If your're using PDO on the PHP side you can set-up the connection to automatically issue this query on every (re)connect by using
$db=new PDO($dsn, $user, $pass);
$db->setAttribute(PDO::MYSQL_ATTR_INIT_COMMAND, "SET NAMES utf8");
when initializing your db connection.
Collation and charset are not the same thing. Your collation needs to match the charset, so if your charset is utf-8, so should the collation. Picking the wrong collation won't garble your data though - Just make string-comparison/sorting work wrongly.
That said, there are several places, where you can set charset settings in PHP. I would recommend that you use utf-8 throughout, if possible. Places that needs charset specified are:
The database. This can be set on database, table and field level, and even on a per-query level.
Connection between PHP and database.
HTTP output; Make sure that the HTTP-header Content-Type specifies utf-8. You can set default values in PHP and in Apache, or you can use PHP's header function.
HTTP input. Generally forms will be submitteed in the same charset as the page was served up in, but to make sure, you should specify the accept-charset property. Also make sure that URL's are utf-8 encoded, or avoid using non-ascii characters in url's (And GET parameters).
utf8_encode/decode functions are a little strangely named. They specifically convert between latin1 (ISO-8859-1) and utf-8. If everything in your application is utf-8, you won't have to use them much.

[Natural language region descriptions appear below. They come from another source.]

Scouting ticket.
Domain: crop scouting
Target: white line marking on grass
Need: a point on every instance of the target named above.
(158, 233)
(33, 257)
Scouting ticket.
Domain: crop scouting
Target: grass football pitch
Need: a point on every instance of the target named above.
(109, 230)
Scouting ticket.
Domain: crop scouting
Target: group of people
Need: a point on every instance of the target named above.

There are at least two gotchas in regards to utf-8 and PHP. The first is that PHP's builtin string functions expect strings to be single-byte. For a lot of operations, this doesn't matter, but it means than you can't rely on strlen and other functions. There is a good run-down of the limitations at this page. Usually, it's not a big problem, but especially when using 3-party libraries, you need to be aware that things could blow up on this. One option is also to use the mb_string extension, which has the option to replace all troublesome functions with utf-8 aware alternatives. It's still not a 100% bulletproof solution, but it'll work for most cases.

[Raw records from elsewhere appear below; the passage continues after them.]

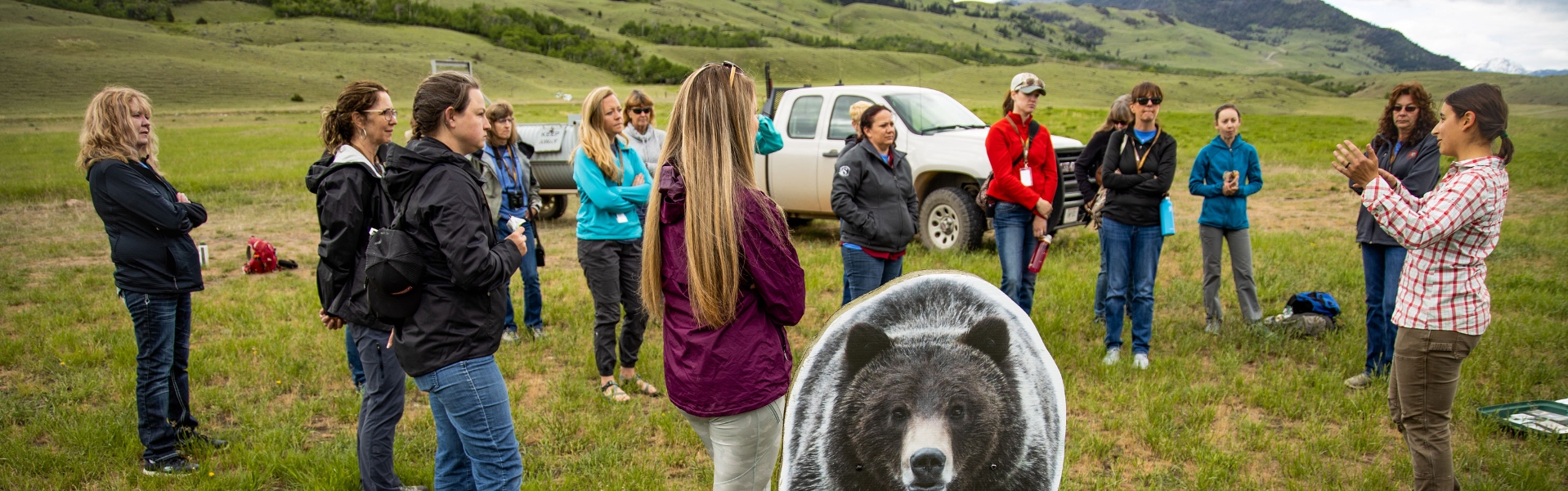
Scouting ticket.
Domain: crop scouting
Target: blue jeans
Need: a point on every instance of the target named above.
(864, 273)
(532, 299)
(355, 367)
(164, 347)
(1132, 256)
(1380, 264)
(1015, 246)
(476, 446)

Another problem is that some installations of PHP still has the magic_quotes setting turned on. This problem is orthogonal to utf-8, but can lead to some head scratching. Turn it off, for your own sanity's sake.
Things you should do:
Make sure Apache puts out UTF-8 content. Do this in your httpd.conf, or use PHP's header()-function to do it manually.
Make sure your database connection is UTF8. SET NAMES utf8 does the trick.

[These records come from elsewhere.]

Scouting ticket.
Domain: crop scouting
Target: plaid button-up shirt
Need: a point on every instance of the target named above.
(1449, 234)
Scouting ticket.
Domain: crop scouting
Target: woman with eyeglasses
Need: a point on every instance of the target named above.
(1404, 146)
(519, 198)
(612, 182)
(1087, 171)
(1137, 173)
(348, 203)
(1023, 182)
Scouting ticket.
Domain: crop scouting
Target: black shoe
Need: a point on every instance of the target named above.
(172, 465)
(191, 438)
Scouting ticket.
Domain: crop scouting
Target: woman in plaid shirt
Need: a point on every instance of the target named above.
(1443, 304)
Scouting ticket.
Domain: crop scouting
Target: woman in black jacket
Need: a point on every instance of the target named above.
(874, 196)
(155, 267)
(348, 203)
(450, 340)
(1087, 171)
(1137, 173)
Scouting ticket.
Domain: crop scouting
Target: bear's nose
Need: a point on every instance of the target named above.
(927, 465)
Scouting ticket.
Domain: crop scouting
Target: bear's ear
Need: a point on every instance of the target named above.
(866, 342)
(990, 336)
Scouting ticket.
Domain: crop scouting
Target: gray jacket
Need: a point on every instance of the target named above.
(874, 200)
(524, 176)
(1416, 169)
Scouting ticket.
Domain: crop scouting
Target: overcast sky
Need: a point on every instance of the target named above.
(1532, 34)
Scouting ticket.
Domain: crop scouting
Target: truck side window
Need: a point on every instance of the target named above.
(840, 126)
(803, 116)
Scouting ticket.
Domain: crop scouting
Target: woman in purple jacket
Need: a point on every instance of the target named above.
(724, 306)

Make sure all your tables are set to UTF8.
Make sure all your PHP and template files are encoded as UTF8 if you store international characters in them.
You usually don't have to do to much using the mb_string or utf8_encode/decode-functions when you do this.
For better unicode correctness, you should use utf8_unicode_ci (though the documentation is a little vague on the differences). You should also make sure the following Mysql flags are set correctly -
default-character-set=utf8
skip-character-set-client-handshake //Important so the client doesn't enforce another encoding
Those can be set in the mysql configuration file (under the [mysqld] tab) or at run time by sending the appropriate queries.
Regardless of the language it's written in, if you were to create an app that allows a wide array of encodings, handle it in pieces:
Identify the encoding
somehow you want to find out what kind of encoding you're dealing with, otherwise, it's pretty pointless to consider it further. You'll end up with junk chars.
Handle your bytes
think of these strings less like 'strings' of characters, and more like lists of bytes
PHP is especially sneaky. Don't let it truncate your data on-the-fly. If you're regexing a UTF-8 string, make sure you identify it as such
Store for the LCD
Again, you don't want to truncate data. If you're storing a sentence in English, can you also store a set of Mandarin glyphps? How about Arabic? Which of these is going to require the most space? Account for it.